Question: If \[f(x) = \left\\{ \begin{array}{l}\dfrac{{\sqrt {(1 + px)} - \sqrt {(1 - px)} }}{x}, - 1 \le x < ...

Question

If $f(x) = \left\\{ \begin{array}{l}\dfrac{{\sqrt {(1 + px)} - \sqrt {(1 - px)} }}{x}, - 1 \le x < 0\\\\\dfrac{{2x + 1}}{{x - 2}},0 \le x \le 1\end{array} \right.$ is continuous in the interval $\left[ { - 1,1} \right]$ , then p equal to:
A. $- 1$
B. $\dfrac{{ - 1}}{2}$
C. $\dfrac{1}{2}$
D. $1$

Answer 1

Solution

Here we have to use the concept of the continuity of the function to get the value of p. firstly we will find the value of the function at $x = 0$ . Then we will find the value of the left hand limit of the function at $x = 0$ . Then we will equate the left hand limit and value of function at $x = 0$ because the function is continuous at $x = 0$ . So by this we will get the value of p.

Complete step by step solution:
Given function is $f(x) = \left\\{ \begin{array}{l}\dfrac{{\sqrt {(1 + px)} - \sqrt {(1 - px)} }}{x}, - 1 \le x < 0\\\\\dfrac{{2x + 1}}{{x - 2}},0 \le x \le 1\end{array} \right.$
It is given in the question that function $f(x)$ is a continuous function in the interval of $\left[ { - 1,1} \right]$ , which means function must be continuous at $x = 0$ . Therefore, we get
$f(0) = \dfrac{{2(0) + 1}}{{(0) - 2}} = \dfrac{{ - 1}}{2}$
Now we will find the value of the left hand limit of the function $f(x)$ at $x = 0$ to get the value of the function in terms of p. Therefore, we get
$\Rightarrow \mathop {\lim }\limits_{x \to {0^ - }} f(x) = \mathop {\lim }\limits_{h \to 0} f(0 - h) = \mathop {\lim }\limits_{h \to 0} \dfrac{{\sqrt {(1 - ph)} - \sqrt {(1 + ph)} }}{{ - h}}$
Now we have to simplify the above equation and then put the value of $h = 0$ . We cannot put the value of h because then the denominator will become zero.
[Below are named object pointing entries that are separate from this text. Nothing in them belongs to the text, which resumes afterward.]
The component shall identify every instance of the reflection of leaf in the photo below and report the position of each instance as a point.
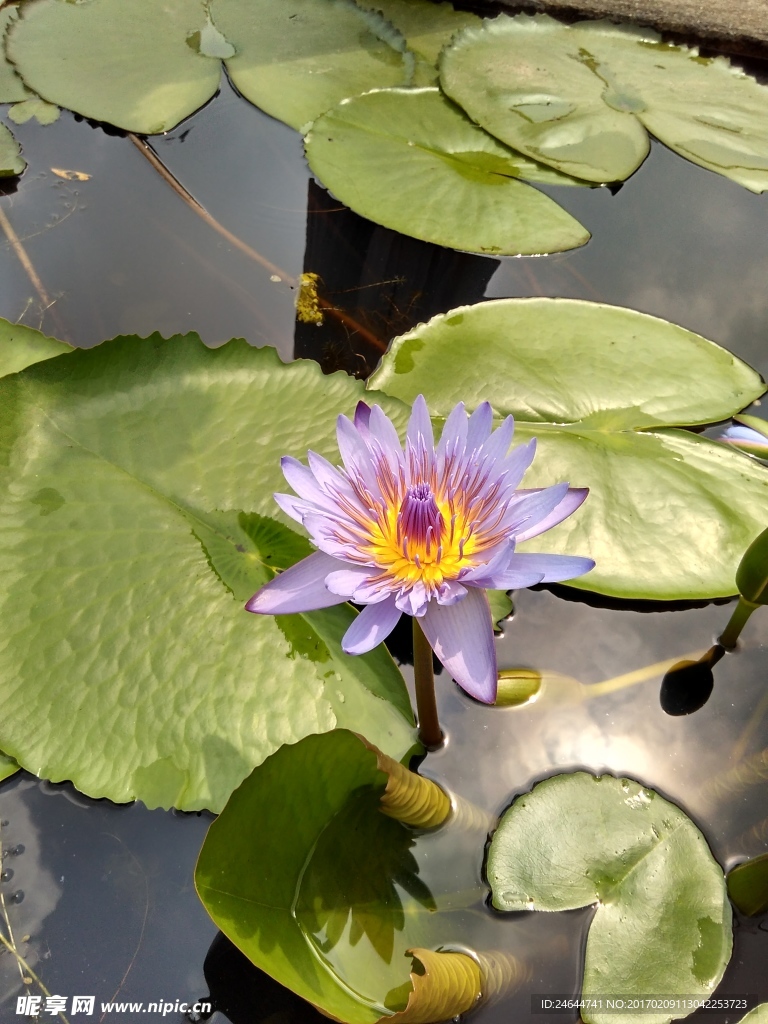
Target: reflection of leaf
(124, 582)
(757, 1016)
(11, 161)
(11, 87)
(290, 871)
(412, 161)
(336, 892)
(126, 64)
(663, 923)
(600, 387)
(22, 346)
(427, 28)
(748, 885)
(583, 97)
(296, 58)
(44, 114)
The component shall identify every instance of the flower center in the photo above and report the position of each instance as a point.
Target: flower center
(420, 523)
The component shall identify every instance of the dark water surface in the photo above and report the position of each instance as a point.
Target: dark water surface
(104, 892)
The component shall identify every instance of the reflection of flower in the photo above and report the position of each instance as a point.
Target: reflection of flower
(747, 439)
(423, 530)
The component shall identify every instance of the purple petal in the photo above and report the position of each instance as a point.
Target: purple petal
(361, 416)
(498, 444)
(345, 582)
(373, 625)
(553, 568)
(496, 561)
(462, 637)
(375, 589)
(302, 588)
(478, 428)
(454, 436)
(420, 426)
(295, 507)
(382, 430)
(572, 499)
(414, 601)
(534, 508)
(303, 482)
(354, 452)
(507, 580)
(516, 464)
(450, 592)
(327, 475)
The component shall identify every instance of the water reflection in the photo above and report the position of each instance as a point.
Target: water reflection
(688, 684)
(350, 885)
(378, 283)
(29, 892)
(108, 891)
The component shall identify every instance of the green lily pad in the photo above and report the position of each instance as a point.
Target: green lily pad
(757, 1016)
(12, 89)
(317, 887)
(583, 97)
(8, 767)
(752, 574)
(135, 66)
(410, 160)
(22, 346)
(11, 161)
(663, 923)
(748, 885)
(137, 482)
(296, 58)
(426, 26)
(670, 514)
(44, 114)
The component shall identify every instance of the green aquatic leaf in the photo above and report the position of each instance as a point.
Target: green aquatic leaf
(22, 346)
(296, 58)
(327, 897)
(44, 114)
(12, 89)
(670, 514)
(410, 160)
(426, 26)
(663, 923)
(752, 574)
(11, 161)
(583, 97)
(748, 885)
(129, 65)
(757, 1016)
(137, 482)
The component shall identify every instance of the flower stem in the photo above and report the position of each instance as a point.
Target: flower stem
(426, 706)
(737, 622)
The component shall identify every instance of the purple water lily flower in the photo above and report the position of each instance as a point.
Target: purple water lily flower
(421, 529)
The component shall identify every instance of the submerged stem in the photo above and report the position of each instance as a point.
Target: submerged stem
(737, 622)
(426, 705)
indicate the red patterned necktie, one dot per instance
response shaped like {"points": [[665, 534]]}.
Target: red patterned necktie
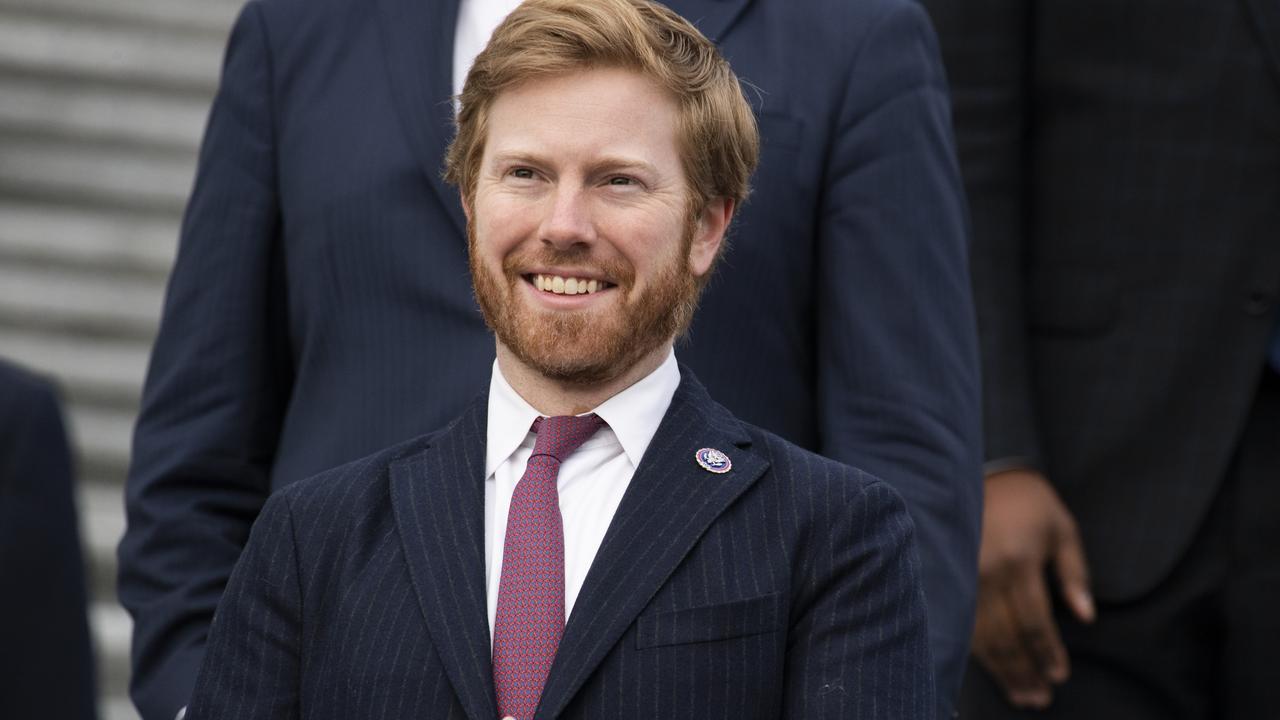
{"points": [[531, 591]]}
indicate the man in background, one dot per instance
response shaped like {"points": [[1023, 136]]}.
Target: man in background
{"points": [[1123, 164], [704, 568], [320, 308], [46, 664]]}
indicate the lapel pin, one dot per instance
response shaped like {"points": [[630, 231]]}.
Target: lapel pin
{"points": [[713, 460]]}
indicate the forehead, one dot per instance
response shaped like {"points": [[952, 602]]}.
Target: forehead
{"points": [[585, 113]]}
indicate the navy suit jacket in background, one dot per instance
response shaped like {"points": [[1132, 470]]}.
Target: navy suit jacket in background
{"points": [[786, 587], [46, 665], [320, 306]]}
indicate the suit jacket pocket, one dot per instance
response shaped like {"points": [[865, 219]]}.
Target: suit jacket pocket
{"points": [[736, 619]]}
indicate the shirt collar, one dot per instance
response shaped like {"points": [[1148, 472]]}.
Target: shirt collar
{"points": [[632, 414]]}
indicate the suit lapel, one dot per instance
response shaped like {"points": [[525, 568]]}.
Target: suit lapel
{"points": [[417, 42], [711, 17], [1266, 18], [668, 505], [438, 500]]}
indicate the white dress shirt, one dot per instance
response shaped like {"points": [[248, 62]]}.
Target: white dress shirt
{"points": [[592, 481], [476, 22]]}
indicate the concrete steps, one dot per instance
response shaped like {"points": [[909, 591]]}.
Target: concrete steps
{"points": [[101, 108]]}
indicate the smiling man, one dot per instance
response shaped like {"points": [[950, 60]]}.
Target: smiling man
{"points": [[594, 537]]}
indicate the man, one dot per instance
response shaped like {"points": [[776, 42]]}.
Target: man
{"points": [[319, 308], [46, 669], [705, 568], [1124, 171]]}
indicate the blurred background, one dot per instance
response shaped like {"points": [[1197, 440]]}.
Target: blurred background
{"points": [[101, 108]]}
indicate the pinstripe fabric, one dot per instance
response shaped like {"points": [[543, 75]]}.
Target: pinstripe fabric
{"points": [[320, 306], [785, 588]]}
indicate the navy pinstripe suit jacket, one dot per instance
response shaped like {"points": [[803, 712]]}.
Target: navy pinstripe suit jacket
{"points": [[785, 588]]}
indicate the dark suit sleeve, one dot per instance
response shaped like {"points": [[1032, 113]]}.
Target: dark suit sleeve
{"points": [[251, 666], [897, 359], [986, 45], [46, 668], [215, 388], [860, 645]]}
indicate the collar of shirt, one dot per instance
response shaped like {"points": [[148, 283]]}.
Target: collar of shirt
{"points": [[632, 415]]}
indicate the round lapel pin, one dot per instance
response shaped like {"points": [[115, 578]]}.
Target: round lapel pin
{"points": [[713, 460]]}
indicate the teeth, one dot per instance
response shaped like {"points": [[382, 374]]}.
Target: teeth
{"points": [[567, 286]]}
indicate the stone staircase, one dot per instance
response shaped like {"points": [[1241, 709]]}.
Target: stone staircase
{"points": [[101, 109]]}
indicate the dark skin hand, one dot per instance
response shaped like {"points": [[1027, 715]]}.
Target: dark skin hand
{"points": [[1027, 529]]}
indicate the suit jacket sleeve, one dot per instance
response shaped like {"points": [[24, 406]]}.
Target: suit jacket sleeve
{"points": [[897, 359], [251, 668], [860, 647], [215, 388], [987, 49]]}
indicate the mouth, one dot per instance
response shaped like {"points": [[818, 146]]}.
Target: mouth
{"points": [[566, 285]]}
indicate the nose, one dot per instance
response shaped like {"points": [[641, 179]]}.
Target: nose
{"points": [[568, 219]]}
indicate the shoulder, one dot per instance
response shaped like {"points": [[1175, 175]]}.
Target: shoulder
{"points": [[346, 488], [28, 405], [826, 484]]}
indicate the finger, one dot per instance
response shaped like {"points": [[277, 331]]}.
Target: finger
{"points": [[1033, 615], [999, 648], [1073, 573]]}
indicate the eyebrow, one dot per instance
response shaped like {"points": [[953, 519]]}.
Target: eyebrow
{"points": [[602, 165]]}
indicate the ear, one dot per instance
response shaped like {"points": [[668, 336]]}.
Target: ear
{"points": [[709, 235]]}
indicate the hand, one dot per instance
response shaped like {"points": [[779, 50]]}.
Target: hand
{"points": [[1025, 528]]}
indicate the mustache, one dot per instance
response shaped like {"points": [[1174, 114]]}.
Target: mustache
{"points": [[620, 273]]}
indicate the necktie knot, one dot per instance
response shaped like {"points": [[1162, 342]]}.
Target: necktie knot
{"points": [[561, 434]]}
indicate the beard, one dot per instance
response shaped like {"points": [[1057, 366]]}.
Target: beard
{"points": [[592, 346]]}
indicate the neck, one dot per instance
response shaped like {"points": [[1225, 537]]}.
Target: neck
{"points": [[554, 397]]}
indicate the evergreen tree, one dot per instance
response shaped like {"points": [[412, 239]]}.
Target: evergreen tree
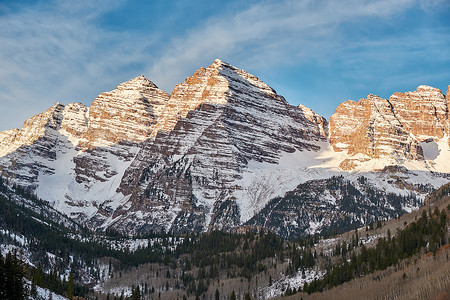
{"points": [[217, 295], [233, 296], [70, 286]]}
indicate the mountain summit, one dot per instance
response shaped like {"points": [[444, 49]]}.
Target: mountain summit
{"points": [[217, 150]]}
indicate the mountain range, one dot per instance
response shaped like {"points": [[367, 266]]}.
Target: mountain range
{"points": [[224, 150]]}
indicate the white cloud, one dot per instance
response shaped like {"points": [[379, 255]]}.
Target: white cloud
{"points": [[57, 52], [268, 33], [54, 52]]}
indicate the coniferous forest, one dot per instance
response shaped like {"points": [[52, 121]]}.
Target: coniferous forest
{"points": [[215, 264]]}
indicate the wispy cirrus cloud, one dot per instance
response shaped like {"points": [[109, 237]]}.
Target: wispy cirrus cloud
{"points": [[271, 33], [53, 51], [59, 51]]}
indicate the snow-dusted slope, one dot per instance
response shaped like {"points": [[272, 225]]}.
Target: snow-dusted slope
{"points": [[217, 150]]}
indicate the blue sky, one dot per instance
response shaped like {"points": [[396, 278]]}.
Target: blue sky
{"points": [[317, 53]]}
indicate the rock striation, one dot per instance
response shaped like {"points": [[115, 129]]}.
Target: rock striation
{"points": [[217, 151]]}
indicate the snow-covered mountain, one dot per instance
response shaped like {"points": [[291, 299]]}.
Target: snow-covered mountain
{"points": [[217, 150]]}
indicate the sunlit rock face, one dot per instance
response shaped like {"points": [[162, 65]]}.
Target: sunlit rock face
{"points": [[376, 127]]}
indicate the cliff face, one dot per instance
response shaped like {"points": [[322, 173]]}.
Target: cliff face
{"points": [[217, 150], [215, 122], [393, 128], [139, 159]]}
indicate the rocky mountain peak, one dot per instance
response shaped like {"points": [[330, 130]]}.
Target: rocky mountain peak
{"points": [[393, 128], [138, 83], [128, 113]]}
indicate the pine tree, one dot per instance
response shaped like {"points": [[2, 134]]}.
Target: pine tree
{"points": [[233, 296], [217, 295], [70, 286]]}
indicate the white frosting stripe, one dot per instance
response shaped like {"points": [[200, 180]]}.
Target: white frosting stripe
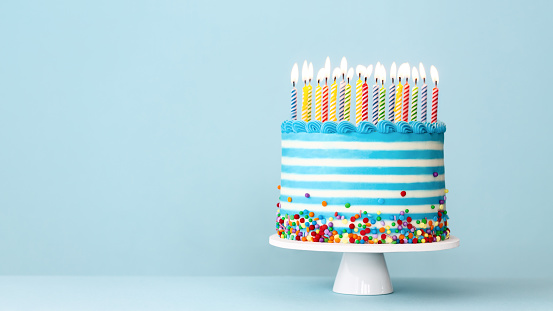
{"points": [[421, 145], [362, 162], [363, 178]]}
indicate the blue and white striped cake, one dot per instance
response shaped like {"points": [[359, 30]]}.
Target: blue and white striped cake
{"points": [[342, 183]]}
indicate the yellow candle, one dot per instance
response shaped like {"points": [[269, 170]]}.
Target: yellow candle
{"points": [[333, 95], [318, 101], [397, 108]]}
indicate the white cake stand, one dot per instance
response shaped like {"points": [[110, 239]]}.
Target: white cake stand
{"points": [[363, 269]]}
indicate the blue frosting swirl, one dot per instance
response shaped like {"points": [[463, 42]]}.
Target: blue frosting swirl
{"points": [[299, 126], [386, 127], [404, 127], [328, 127], [314, 126], [365, 127], [345, 127], [418, 127]]}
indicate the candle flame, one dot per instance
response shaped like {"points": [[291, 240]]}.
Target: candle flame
{"points": [[422, 71], [327, 68], [369, 71], [295, 74], [336, 73], [383, 74], [434, 74], [344, 66], [393, 71], [360, 69], [415, 74], [350, 73], [305, 71]]}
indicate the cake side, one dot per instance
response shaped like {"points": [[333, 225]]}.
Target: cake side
{"points": [[353, 185]]}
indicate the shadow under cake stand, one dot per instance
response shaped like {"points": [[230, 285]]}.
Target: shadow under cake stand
{"points": [[363, 269]]}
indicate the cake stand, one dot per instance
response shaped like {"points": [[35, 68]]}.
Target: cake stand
{"points": [[363, 269]]}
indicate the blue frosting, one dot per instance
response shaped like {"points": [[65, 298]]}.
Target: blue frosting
{"points": [[345, 127], [328, 127], [364, 127]]}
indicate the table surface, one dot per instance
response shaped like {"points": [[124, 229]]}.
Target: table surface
{"points": [[265, 293]]}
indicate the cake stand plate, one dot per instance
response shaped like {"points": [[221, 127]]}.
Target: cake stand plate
{"points": [[363, 269]]}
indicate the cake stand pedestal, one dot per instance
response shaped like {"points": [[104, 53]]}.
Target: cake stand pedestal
{"points": [[363, 269]]}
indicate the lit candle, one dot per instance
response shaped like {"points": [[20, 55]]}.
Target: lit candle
{"points": [[435, 78], [305, 91], [333, 94], [342, 98], [375, 93], [399, 93], [424, 92], [325, 90], [406, 93], [382, 95], [359, 93], [365, 113], [293, 107], [392, 100], [310, 91], [318, 95], [347, 110]]}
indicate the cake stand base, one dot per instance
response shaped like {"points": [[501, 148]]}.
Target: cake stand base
{"points": [[363, 269]]}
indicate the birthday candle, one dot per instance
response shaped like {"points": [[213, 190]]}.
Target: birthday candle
{"points": [[392, 100], [293, 107], [305, 91], [366, 93], [415, 95], [318, 96], [359, 93], [424, 92], [347, 110], [375, 93], [382, 95], [406, 92], [435, 78], [325, 90], [333, 94]]}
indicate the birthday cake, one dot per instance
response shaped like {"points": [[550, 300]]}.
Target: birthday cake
{"points": [[363, 182]]}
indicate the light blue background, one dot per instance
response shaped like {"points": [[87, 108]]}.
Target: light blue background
{"points": [[143, 138]]}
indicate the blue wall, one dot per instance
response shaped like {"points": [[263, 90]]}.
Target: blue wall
{"points": [[143, 138]]}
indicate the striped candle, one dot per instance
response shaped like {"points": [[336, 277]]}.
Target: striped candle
{"points": [[332, 109], [304, 108], [325, 104], [341, 100], [358, 100], [375, 103], [382, 108], [365, 113], [415, 95], [406, 101], [318, 101], [424, 92], [294, 107], [397, 109], [392, 102], [347, 110], [434, 118]]}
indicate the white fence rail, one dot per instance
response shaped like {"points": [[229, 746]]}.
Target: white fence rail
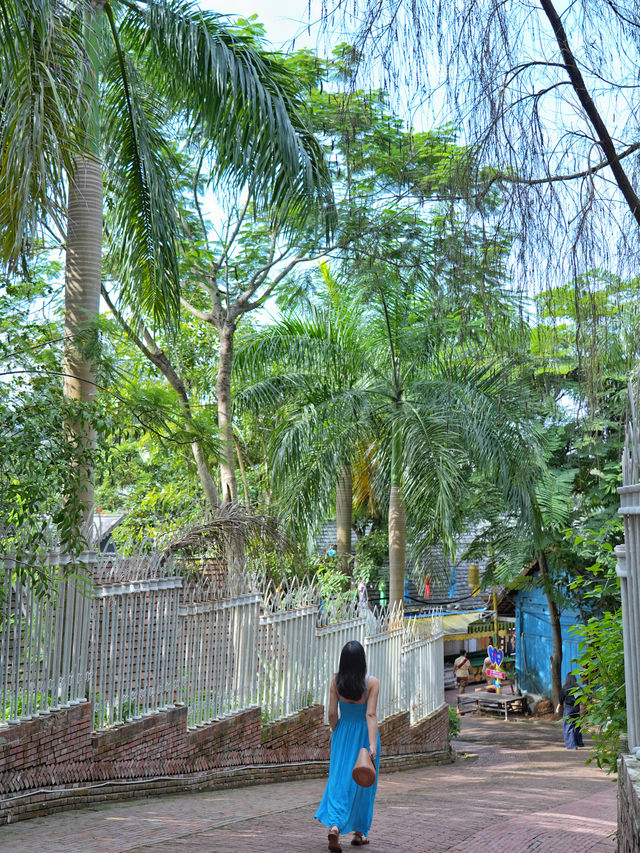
{"points": [[629, 565], [138, 638], [286, 676], [384, 661], [218, 659], [133, 648]]}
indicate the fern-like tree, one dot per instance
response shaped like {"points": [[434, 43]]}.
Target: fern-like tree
{"points": [[90, 94]]}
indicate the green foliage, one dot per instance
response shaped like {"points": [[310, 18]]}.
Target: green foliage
{"points": [[600, 669], [602, 691], [372, 551], [42, 458]]}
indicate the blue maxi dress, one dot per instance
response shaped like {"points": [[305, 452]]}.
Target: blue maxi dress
{"points": [[345, 804]]}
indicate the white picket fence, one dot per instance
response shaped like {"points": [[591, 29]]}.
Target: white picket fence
{"points": [[628, 568], [134, 637], [43, 639]]}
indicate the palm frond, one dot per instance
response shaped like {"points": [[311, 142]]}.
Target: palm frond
{"points": [[141, 203], [238, 100]]}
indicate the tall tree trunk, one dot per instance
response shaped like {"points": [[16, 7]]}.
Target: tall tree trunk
{"points": [[397, 523], [344, 508], [225, 426], [83, 264], [556, 630], [243, 472], [82, 302]]}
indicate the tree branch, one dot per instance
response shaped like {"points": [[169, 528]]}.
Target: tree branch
{"points": [[606, 143]]}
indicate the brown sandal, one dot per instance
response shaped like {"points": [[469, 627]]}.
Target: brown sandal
{"points": [[334, 840]]}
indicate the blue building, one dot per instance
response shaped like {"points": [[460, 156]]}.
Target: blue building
{"points": [[534, 643]]}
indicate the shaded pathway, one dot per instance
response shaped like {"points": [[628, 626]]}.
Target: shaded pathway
{"points": [[516, 789]]}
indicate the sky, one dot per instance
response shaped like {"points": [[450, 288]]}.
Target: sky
{"points": [[284, 20]]}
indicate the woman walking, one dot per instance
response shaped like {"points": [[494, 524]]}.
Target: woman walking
{"points": [[345, 806]]}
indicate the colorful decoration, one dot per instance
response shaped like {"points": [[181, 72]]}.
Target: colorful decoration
{"points": [[496, 656]]}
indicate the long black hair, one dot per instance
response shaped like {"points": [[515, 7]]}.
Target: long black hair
{"points": [[351, 671]]}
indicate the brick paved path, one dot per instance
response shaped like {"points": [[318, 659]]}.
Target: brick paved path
{"points": [[516, 789]]}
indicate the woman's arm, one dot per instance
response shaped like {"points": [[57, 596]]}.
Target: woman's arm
{"points": [[372, 715], [333, 704]]}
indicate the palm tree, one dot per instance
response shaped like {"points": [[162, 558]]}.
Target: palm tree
{"points": [[88, 97], [374, 370]]}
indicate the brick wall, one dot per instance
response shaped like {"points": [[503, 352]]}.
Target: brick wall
{"points": [[60, 753], [628, 804]]}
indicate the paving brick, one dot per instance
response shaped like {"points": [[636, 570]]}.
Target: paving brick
{"points": [[515, 789]]}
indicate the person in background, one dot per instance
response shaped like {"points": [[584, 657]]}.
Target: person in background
{"points": [[462, 670], [346, 806], [570, 714]]}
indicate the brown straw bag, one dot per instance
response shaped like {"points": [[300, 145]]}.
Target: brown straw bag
{"points": [[364, 771]]}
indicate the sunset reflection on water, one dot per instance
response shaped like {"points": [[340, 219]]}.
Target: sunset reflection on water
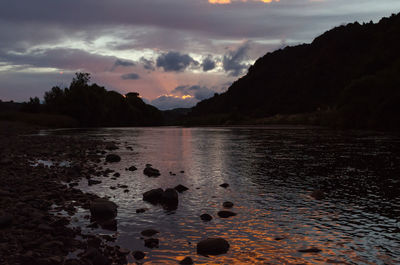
{"points": [[271, 173]]}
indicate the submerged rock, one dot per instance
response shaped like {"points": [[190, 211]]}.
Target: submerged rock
{"points": [[206, 217], [151, 172], [153, 196], [112, 158], [102, 209], [149, 232], [111, 146], [224, 185], [168, 198], [186, 261], [6, 220], [212, 246], [132, 168], [93, 182], [141, 210], [226, 214], [318, 194], [180, 188], [138, 255], [309, 250], [227, 204], [96, 257], [151, 243]]}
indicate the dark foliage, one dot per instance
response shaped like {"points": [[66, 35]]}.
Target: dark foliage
{"points": [[93, 105], [351, 72]]}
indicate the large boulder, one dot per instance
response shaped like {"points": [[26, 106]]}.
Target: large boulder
{"points": [[149, 232], [111, 146], [226, 214], [5, 220], [112, 158], [153, 196], [180, 188], [170, 197], [103, 209], [151, 242], [206, 217], [150, 171], [212, 246]]}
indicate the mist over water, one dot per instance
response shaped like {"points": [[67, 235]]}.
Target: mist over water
{"points": [[271, 172]]}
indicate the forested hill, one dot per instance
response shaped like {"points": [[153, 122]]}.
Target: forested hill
{"points": [[349, 76]]}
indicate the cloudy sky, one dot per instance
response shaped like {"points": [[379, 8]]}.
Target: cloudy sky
{"points": [[174, 53]]}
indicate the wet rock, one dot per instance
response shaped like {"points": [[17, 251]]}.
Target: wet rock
{"points": [[112, 158], [224, 185], [153, 196], [226, 214], [93, 182], [149, 232], [5, 161], [151, 242], [132, 168], [93, 225], [309, 250], [138, 255], [102, 209], [186, 261], [111, 146], [170, 197], [212, 246], [206, 217], [96, 257], [73, 184], [110, 224], [151, 172], [227, 204], [318, 194], [6, 220], [45, 228], [141, 210], [180, 188]]}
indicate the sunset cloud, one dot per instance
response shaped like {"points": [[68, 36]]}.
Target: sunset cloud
{"points": [[199, 42]]}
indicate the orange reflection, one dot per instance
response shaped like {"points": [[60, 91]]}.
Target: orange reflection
{"points": [[224, 2]]}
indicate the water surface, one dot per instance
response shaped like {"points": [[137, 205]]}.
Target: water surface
{"points": [[272, 172]]}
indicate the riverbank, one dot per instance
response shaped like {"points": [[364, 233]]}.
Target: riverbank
{"points": [[37, 198]]}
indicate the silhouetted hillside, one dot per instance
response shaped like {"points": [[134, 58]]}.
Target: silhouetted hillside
{"points": [[93, 105], [349, 77]]}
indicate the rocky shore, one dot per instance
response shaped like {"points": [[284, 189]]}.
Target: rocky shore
{"points": [[37, 197]]}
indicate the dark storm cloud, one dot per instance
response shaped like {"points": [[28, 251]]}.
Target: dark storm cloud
{"points": [[208, 64], [61, 58], [130, 76], [170, 102], [123, 63], [233, 60], [147, 64], [175, 61]]}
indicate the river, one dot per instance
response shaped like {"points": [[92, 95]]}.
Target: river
{"points": [[271, 172]]}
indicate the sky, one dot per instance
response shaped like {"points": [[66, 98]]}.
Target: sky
{"points": [[174, 53]]}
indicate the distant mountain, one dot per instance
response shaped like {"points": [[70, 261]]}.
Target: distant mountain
{"points": [[175, 116], [93, 105], [347, 77]]}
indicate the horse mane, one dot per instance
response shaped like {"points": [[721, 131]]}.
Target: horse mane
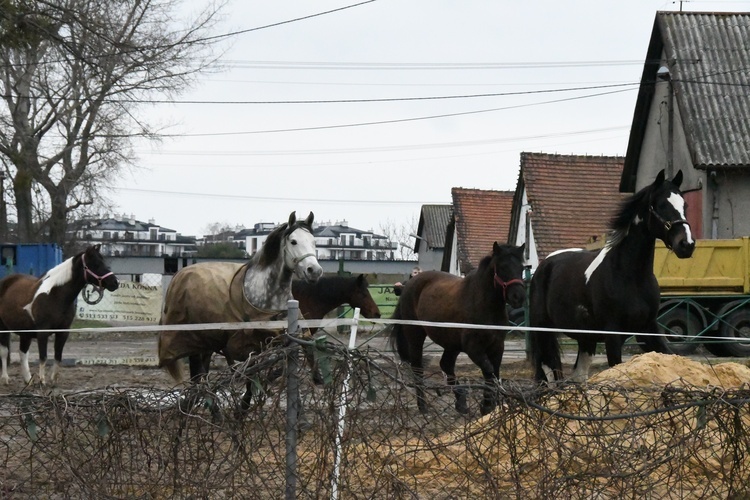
{"points": [[269, 252], [628, 210], [57, 276]]}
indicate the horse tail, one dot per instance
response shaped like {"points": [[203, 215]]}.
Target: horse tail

So we will simplify the equation first and then put the value of h.
So, we can write the above equation as
$\Rightarrow \mathop {\lim }\limits_{x \to {0^ - }} f(x) = \mathop {\lim }\limits_{h \to 0} \dfrac{{\sqrt {(1 - ph)} - \sqrt {(1 + ph)} }}{{ - h}} \times \dfrac{{\sqrt {(1 - ph)} + \sqrt {(1 + ph)} }}{{\sqrt {(1 - ph)} + \sqrt {(1 + ph)} }}$
Now be solving this we get
$\Rightarrow \mathop {\lim }\limits_{x \to {0^ - }} f(x) = \mathop {\lim }\limits_{h \to 0} \dfrac{{1 - ph - 1 - ph}}{{ - h\left( {\sqrt {(1 - ph)} + \sqrt {(1 + ph)} } \right)}}$
$\Rightarrow \mathop {\lim }\limits_{x \to {0^ - }} f(x) = \mathop {\lim }\limits_{h \to 0} \dfrac{{ - 2ph}}{{ - h\left( {\sqrt {(1 - ph)} + \sqrt {(1 + ph)} } \right)}} = \mathop {\lim }\limits_{h \to 0} \dfrac{{2p}}{{\left( {\sqrt {(1 - ph)} + \sqrt {(1 + ph)} } \right)}}$
Now we will put the limit of the function i.e. $h = 0$ . So, we get
$\Rightarrow \mathop {\lim }\limits_{x \to {0^ - }} f(x) = \dfrac{{2p}}{2} = p$
Since we know that the function $f(x)$ is continuous at $x = 0$ . So, we get
$\Rightarrow \mathop {\lim }\limits_{x \to {0^ - }} f(x) = f(0)$
By putting their values in the above expression, we get
$\Rightarrow p = \dfrac{{ - 1}}{2}$
Hence, option B is the correct option.

Note: Here we have to note that continuous function is the function whose value does not change or value remains constant and when the function is continuous at a point then the left hand limit of the function and the right hand limit of the function is equal to the value of the function at that point.
$\mathop {\lim }\limits_{x \to {a^ - }} f(x) = \mathop {\lim }\limits_{x \to {a^ + }} f(x) = f(a)$
In the question we have to note when to put the value of the limit in the equation. This is because we can get infinity as the answer which is not the desired result so that is why we have to keep the note of when to put the limit in the equation.